A year later The Beau Brummels were back in the studio to record their sophomore album, the obtusely named Volume 2. The singles from that album failed to light the world on fire, but it's a superior album to the equally cryptically named first album, Introducing. The 100% original composition album was spearheaded by guitarist and songwriter, Ron Elliot. If there is a flaw to the album it is that singer Sal Valentino doesn't sing lead on each and every song. Bassist Ron Meagher and Ron Elliot handle vocal duties on selected songs just fine, but neither is a patch on Valentino and his far ranging voice. Today we pluck a non-45rpm song from the album: Can It Be. Written by Ron Elliot, the song shows off the bands' skill at their original jangly sound that was surely an influence on The Byrds who were just taking flight at this time. 

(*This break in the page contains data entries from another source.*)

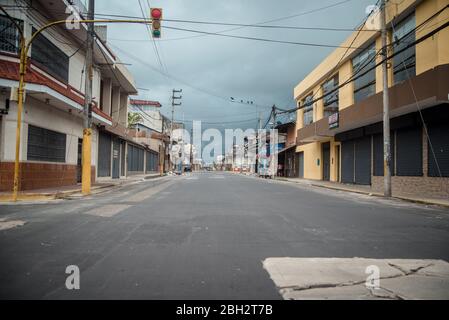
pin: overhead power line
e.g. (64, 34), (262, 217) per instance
(279, 15), (449, 114)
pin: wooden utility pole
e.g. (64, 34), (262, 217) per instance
(81, 0), (95, 195)
(170, 89), (182, 169)
(380, 0), (391, 197)
(270, 105), (278, 179)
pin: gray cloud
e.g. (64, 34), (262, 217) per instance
(96, 0), (374, 127)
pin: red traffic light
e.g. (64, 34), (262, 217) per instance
(151, 8), (162, 20)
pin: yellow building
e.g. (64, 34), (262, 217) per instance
(294, 0), (449, 198)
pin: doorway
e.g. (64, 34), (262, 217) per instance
(321, 142), (331, 181)
(112, 139), (120, 179)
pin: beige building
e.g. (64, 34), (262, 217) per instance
(0, 0), (150, 191)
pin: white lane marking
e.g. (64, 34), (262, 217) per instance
(85, 204), (131, 218)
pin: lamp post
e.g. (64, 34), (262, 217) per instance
(0, 7), (151, 202)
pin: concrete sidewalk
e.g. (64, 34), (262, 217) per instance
(0, 173), (161, 203)
(263, 258), (449, 300)
(276, 177), (449, 208)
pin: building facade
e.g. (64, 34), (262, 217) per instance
(0, 1), (147, 191)
(294, 0), (449, 198)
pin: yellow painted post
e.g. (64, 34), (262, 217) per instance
(12, 39), (27, 201)
(81, 128), (92, 195)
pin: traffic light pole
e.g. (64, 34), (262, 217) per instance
(380, 0), (391, 197)
(170, 89), (182, 170)
(270, 105), (278, 179)
(0, 4), (159, 201)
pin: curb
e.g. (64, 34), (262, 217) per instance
(0, 176), (167, 204)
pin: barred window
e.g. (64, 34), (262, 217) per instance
(323, 74), (338, 117)
(302, 93), (313, 126)
(393, 14), (416, 83)
(27, 125), (66, 162)
(0, 15), (23, 53)
(31, 28), (69, 82)
(352, 43), (376, 103)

Shortly after they recorded this album, Autumn Records was purchased by Warner Brothers who forced the band to record an album of covers. What a stupid idea. This was one of the few bands -- Rolling Stones, Byrds, and Beatles included -- that was capable of releasing full length albums of original compositions. But nope, Warner had them cover Beatles, Sonny and Cher and even do a rendition of Louie, Louie. Ugh. Damn Record company executive weenies.

Declining record sales, Ron Elliot's medical problems and the Vietnam War draft savaged the band who ceased to exist by 1969.
Until next time, we'll see you On The Flip-Side!

Monday, January 6, 2014

R.I.P. Phil Everly -- The Everly Brothers - The Price of Love/It Only Costs A Dime

The Price Of Love
It Only Costs A Dime
R.I.P. Phil Everly.

May, 1965. The kids in America were no longer yelling "The British Are Coming." Like Hugh Grant in the back of a rental car in West Hollywood with a $20 hooker, the British had already come. The Rolling Stones, The Animals and The Beatles ruled the airwaves. Some Bluecoats like the Beau Brummels and Paul Revere and the Raiders kept their head slightly above the rising tide of Liverpudlians and the likes. (every non-American is now going..."WTF is a  'Bluecoat'?"). Some Americans picked up a guitar and joined the party. But others got washed under. That was the case with The Everly Brothers. Nobody wanted to hear their parents' musicians harmonizing politely. The Everly Brothers were as useful as Hugh Grant's mea culpa. 

But that didn't stop Don and Phil from making 100% great music. The Price Of Love was released in May of 1965 on Warner Brothers Records to a giant yawn. But, in our opinion, this is one of the finest songs the Brothers ever wrote and recorded. It's more rocking than most Every Brothers compositions. Baritone guitar, wailing harp and snotty attitude. The Flip-Side, It Only Costs A Dime, is more traditional Everly Brothers fare. Scorned lover, sweet harmony and clever lyrics.